Students across the nation might eventually use the same math and English textbooks and take the same tests if states adopt new rigorous standards proposed Wednesday by governors and education leaders.
Texas and Alaska have refused to join the project, and everyone from state legislatures to the nation's 10,000 local school boards and 3 million teachers could chime in with their opinions. The public is invited to comment on the proposed new standards until April 2. The developers hope to publish final education goals for K-12 math and English in May.
The state-led effort was coordinated by the National Governors Association and the Council of Chief State School Officers. After the standards are complete, each state will have to decide whether to adopt them as a replacement for existing education goals.
Florida Education Commissioner Eric J. Smith said the draft of the new standards "truly seeks to make our children highly competitive in these critical subject areas."
As important as the adoption of the Common Core standards, Smith said, was how states chose to assess them. "It's vitally important that our conversations continue to focus on stronger accountability in our schools that is affordable, allows for a quick turnaround of results and is internationally benchmarked for every student."
But some critics worry the federal government will force them to adopt the results.

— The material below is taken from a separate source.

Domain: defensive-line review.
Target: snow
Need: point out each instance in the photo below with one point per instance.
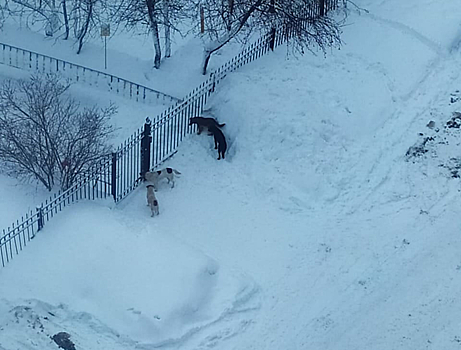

The Bill & Melinda Gates Foundation, which is helping pay for the effort, believes most states will value the new national standards, according to Vicki Phillips, director of the foundation's K-12 education program.
U.S. slipping: On Tuesday, Andreas Schleicher, a senior education official at the Organization for Economic Cooperation and Development in Paris, told the Senate education committee that America's education advantage is eroding as a greater proportion of students in more countries graduate from high school and college and score higher on achievement tests than U.S. students. Among the 30 richest countries, "only New Zealand, Spain, Turkey and Mexico now have lower high school completion rates than the U.S.," Schleicher said.
Information from the Associated Press and the New York Times was used in this report.